Too many abstractions all at once can freeze your mind.  “Knowledge” is enough to produce brain-freeze all by itself.  What are you supposed to think about it, and how, when the word covers everything that everybody has ever known in all parts of the world?  The concept is simply too big and too vague to be able to focus on easily.  Then, when it is combined with “theory” – a very laaaaaarge concept -– “knowledge” can start to echo in your mind as two short syllable sounds, empty of meaning.  Can you feel in your skull the icy onset of brain freeze?  Brace yourself.  In this blog, I’m about to make things a whole lot worse.

I’m adding two more mega-abstractions.  “Citizenship” is a word that means different things in different contexts, and “global” – well, it takes in the whole world.  How can Theory of Knowledge meet global citizenship — as in the name I’ve given my blog?  Sorry about that.  I wasn’t meaning to make you clutch your head in pain.

The odd thing is that what I want to do in this blog is not to bring on brain freeze but to help overcome it.   I want to help you take the thinking tools of TOK and use them in the real world.  TOK is a practical, useful course that helps you sort out and understand better what you read and hear in everyday life and your academic subjects.
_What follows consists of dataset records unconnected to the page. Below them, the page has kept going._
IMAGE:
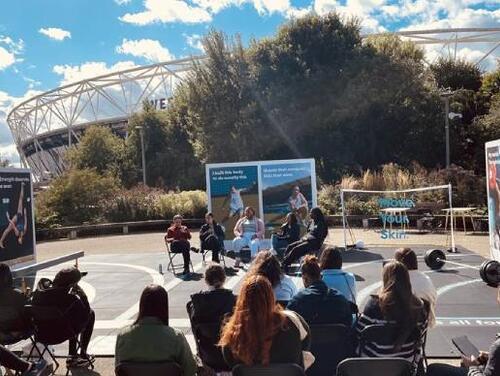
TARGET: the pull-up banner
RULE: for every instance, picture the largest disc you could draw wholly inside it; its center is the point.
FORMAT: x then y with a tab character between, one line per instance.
493	187
17	225
272	188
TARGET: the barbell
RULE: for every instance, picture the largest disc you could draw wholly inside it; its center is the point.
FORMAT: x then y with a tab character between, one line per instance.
489	271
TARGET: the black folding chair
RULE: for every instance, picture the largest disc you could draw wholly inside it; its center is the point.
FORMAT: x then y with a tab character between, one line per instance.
278	369
171	256
148	369
50	327
375	366
330	344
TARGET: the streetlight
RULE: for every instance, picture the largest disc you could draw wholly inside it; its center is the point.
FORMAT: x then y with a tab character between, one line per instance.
445	96
143	154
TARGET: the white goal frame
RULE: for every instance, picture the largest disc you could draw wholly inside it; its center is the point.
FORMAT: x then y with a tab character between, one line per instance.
421	189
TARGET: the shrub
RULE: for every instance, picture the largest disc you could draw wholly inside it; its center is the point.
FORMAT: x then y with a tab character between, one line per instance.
76	197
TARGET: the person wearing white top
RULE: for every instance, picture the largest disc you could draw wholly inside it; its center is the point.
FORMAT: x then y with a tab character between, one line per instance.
421	284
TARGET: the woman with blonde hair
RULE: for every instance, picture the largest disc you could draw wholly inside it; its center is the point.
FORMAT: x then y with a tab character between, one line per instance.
260	332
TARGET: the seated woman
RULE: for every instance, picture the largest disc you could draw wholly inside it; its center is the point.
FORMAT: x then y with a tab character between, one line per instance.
267	265
317	303
13	322
260	332
288	233
487	364
334	276
248	232
395	305
212	237
150	339
212	305
317	231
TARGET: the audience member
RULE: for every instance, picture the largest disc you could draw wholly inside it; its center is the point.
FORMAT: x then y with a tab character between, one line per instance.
66	295
150	339
333	275
11	361
13	322
267	264
317	303
212	237
421	284
288	233
260	332
394	305
487	364
248	232
317	231
178	237
212	305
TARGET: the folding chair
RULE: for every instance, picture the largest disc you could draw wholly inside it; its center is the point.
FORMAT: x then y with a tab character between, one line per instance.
148	368
330	344
171	255
278	369
51	327
374	366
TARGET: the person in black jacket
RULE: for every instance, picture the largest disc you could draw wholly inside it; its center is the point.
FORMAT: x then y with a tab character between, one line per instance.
64	294
317	303
212	237
212	305
317	231
288	233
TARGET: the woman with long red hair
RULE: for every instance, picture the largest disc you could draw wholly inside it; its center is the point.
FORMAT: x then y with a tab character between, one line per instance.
260	332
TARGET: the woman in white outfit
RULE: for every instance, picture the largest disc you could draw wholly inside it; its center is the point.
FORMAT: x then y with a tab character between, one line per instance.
248	232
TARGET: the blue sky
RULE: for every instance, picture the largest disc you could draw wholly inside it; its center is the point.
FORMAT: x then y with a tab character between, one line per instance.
46	43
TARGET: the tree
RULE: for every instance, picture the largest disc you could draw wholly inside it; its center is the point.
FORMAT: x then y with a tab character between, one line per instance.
456	74
77	196
99	149
170	160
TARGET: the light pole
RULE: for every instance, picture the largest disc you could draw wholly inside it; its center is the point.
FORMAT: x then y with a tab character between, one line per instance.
143	154
445	96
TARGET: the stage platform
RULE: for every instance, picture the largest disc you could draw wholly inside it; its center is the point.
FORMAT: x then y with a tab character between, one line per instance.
114	283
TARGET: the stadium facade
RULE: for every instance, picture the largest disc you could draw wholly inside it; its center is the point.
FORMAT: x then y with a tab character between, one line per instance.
45	126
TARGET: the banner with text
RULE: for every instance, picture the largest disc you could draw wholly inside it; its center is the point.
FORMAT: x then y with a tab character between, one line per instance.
17	235
493	189
272	188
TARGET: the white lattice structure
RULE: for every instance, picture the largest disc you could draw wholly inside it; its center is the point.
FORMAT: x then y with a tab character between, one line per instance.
44	126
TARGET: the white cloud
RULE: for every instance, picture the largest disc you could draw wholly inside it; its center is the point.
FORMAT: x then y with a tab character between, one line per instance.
74	73
194	41
10	51
6	58
55	33
149	49
167	11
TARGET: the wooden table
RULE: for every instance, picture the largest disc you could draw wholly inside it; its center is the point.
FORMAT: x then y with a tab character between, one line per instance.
459	212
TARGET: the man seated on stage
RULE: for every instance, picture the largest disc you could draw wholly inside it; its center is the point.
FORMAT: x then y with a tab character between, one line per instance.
13	321
178	237
212	237
67	296
421	284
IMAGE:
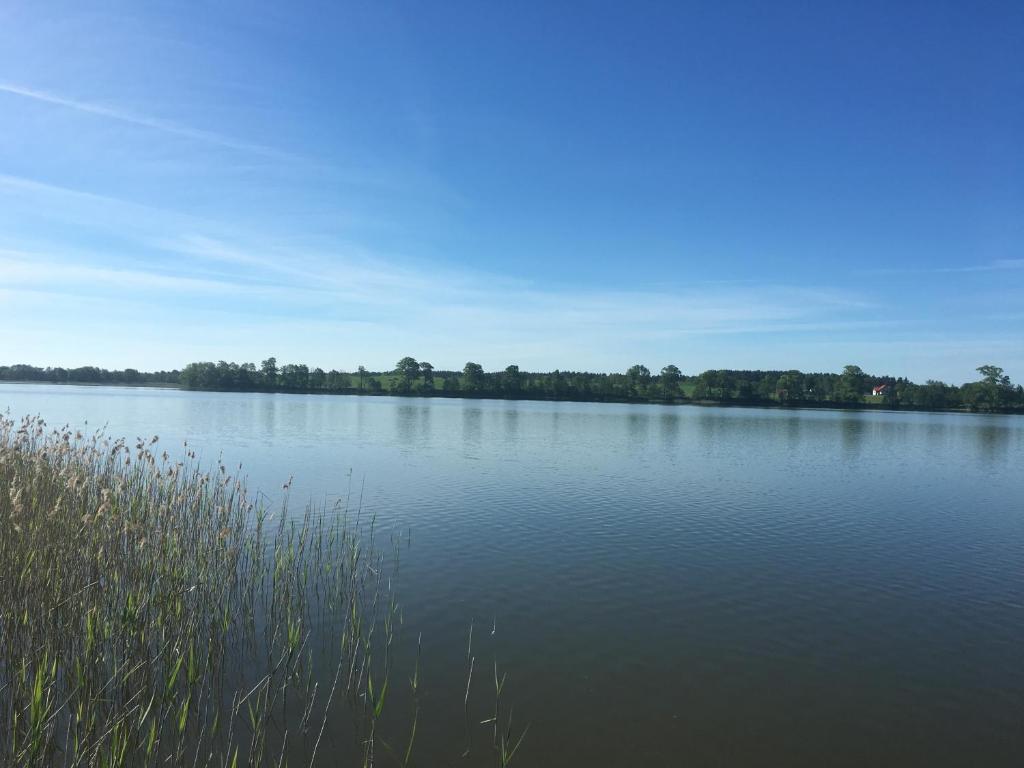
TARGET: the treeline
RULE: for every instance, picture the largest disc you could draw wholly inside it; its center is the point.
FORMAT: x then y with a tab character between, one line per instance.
89	375
853	387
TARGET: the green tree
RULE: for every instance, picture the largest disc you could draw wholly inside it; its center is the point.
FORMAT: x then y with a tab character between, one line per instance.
511	381
472	375
268	372
408	369
996	387
851	385
671	376
428	376
639	377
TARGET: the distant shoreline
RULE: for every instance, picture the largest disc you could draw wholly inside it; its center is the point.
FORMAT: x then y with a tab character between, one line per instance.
801	406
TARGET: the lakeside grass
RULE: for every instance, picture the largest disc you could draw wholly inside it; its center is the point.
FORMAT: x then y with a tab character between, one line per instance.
154	613
151	613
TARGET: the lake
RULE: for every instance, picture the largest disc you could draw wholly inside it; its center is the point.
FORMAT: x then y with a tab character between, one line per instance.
666	585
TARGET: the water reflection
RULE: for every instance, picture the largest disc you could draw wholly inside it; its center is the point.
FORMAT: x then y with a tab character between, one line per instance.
638	424
800	561
852	431
472	429
992	441
669	424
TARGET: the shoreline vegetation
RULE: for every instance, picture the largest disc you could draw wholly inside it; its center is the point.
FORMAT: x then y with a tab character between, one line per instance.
853	388
153	613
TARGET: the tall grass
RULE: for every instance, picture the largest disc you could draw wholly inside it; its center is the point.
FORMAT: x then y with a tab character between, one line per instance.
152	613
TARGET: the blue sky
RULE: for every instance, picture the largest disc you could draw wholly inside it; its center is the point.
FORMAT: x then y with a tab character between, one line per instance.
553	184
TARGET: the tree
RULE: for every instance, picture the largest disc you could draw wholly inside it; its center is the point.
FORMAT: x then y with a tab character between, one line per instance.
639	376
511	381
790	386
851	384
996	388
408	369
473	375
671	376
428	375
268	372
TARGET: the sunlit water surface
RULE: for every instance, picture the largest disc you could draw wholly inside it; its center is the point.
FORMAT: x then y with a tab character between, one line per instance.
669	586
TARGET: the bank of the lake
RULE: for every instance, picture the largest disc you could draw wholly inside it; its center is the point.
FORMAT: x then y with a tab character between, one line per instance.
745	586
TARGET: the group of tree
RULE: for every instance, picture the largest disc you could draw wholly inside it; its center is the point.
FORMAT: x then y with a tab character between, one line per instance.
89	375
851	388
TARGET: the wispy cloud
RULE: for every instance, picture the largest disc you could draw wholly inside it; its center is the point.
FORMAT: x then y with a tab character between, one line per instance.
125	116
992	266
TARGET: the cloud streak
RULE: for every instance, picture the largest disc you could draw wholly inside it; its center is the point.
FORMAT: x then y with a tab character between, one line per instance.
124	116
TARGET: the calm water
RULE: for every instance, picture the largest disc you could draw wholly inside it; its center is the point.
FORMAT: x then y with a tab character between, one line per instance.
670	586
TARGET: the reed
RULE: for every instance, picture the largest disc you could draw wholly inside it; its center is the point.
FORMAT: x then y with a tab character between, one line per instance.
152	613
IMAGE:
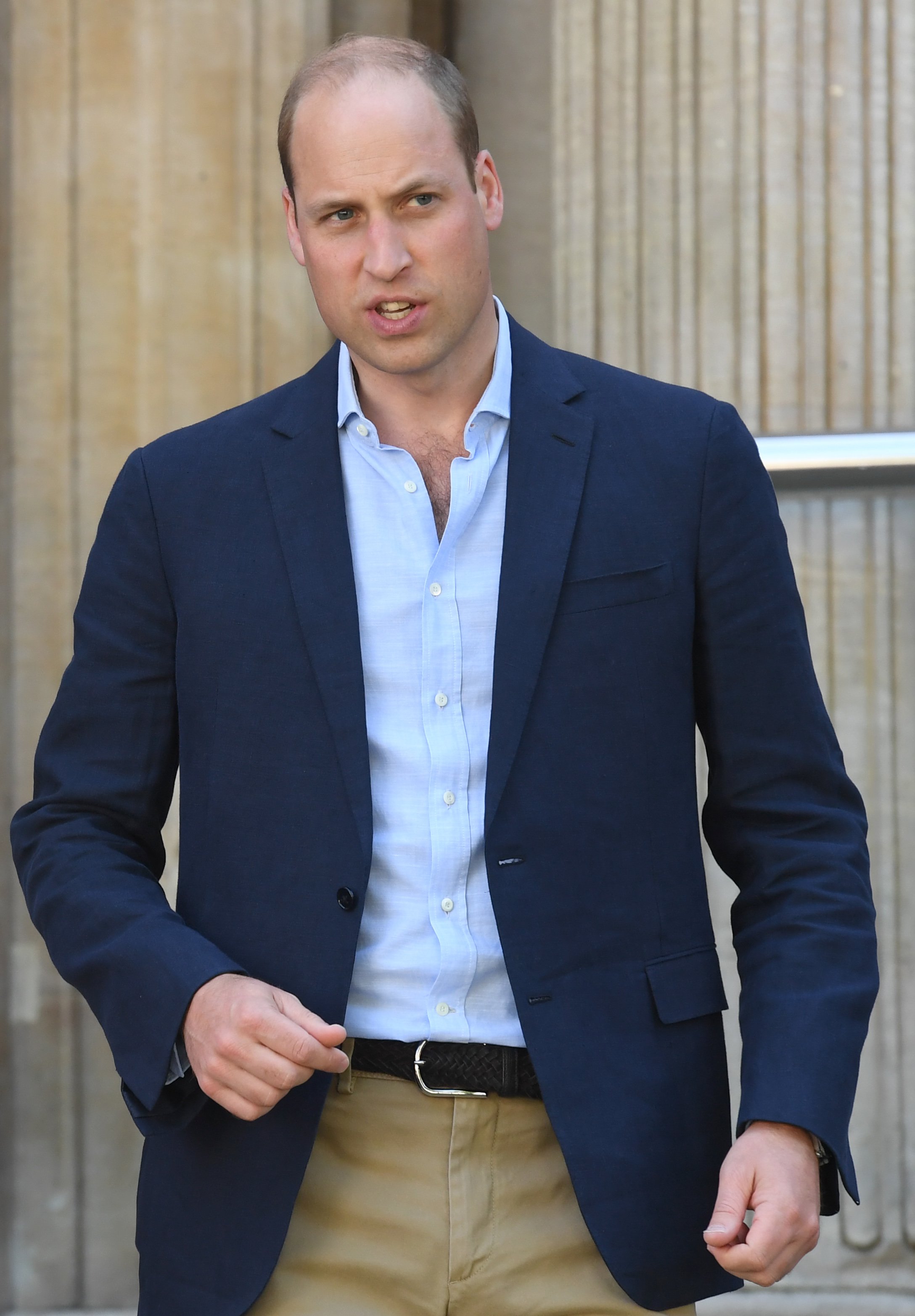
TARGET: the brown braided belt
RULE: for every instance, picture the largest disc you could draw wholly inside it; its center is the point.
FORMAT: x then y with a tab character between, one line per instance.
451	1069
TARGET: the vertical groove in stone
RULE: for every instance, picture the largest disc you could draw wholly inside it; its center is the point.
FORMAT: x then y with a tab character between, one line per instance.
574	270
773	139
7	874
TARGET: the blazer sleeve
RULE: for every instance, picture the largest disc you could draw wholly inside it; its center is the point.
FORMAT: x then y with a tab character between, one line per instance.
89	848
783	818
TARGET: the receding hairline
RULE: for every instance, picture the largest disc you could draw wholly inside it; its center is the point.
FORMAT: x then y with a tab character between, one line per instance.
354	56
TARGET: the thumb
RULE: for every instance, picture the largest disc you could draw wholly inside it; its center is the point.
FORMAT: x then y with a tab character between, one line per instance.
727	1222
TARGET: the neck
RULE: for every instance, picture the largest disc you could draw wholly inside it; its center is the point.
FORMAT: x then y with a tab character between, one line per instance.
444	395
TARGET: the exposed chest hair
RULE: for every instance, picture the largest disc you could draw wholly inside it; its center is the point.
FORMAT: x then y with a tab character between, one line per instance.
434	453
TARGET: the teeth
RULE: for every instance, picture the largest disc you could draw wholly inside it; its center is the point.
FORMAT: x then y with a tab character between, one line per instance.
394	310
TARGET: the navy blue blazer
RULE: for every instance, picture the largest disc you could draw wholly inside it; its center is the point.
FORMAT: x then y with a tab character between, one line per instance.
645	589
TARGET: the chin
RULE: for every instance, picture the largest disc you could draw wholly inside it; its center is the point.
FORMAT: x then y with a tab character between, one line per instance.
397	357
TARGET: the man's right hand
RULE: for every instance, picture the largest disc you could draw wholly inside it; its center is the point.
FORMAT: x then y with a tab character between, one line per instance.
249	1044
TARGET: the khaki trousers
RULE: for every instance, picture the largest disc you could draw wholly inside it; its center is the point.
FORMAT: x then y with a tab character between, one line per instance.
422	1206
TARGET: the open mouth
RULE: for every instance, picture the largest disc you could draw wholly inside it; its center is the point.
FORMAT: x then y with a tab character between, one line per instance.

TOK supports your effort to listen to people in an open-minded and interested way, and it helps you give your own reasons clearly for conclusions that you reach yourself.  TOK also helps you figure out what’s going on when people disagree, and maybe even take an effective role yourself in shedding light on problems in your future work or your community.   TOK will surely give you some insight into how knowledge works in the world.

In this blog, I promise that I’ll try to thaw out some of the brain-freeze that I’ve caused just by its title.  I’ll try to deal with the real world and show why it matters to develop and use TOK thinking tools.  I suppose I might also, along the way, give you some help toward doing good presentations and essays, because these give you tremendous practice in honing your skills.   Done well, they might also give you good marks –– but marks are really just a rough indication that you’re on the right track.

The right track toward what?  I’d say, myself, that the right track is to become the kind of person who can balance a genuinely open-minded attitude toward the perspectives of other people with the critical thinking essential for understanding and evaluating them.  The right track is seeing why it matters to seek the truth, to exchange ideas effectively with other people in the different ways that different contexts demand, and to reach the best conclusions you can yourself.  If you move as far as you can along this track, then you are likely to contribute positively to all the communities you’re part of, local and global.  In short, your TOK skills will take you to a version of global citizenship.

Are you recovering from the icy grip of brain-freeze?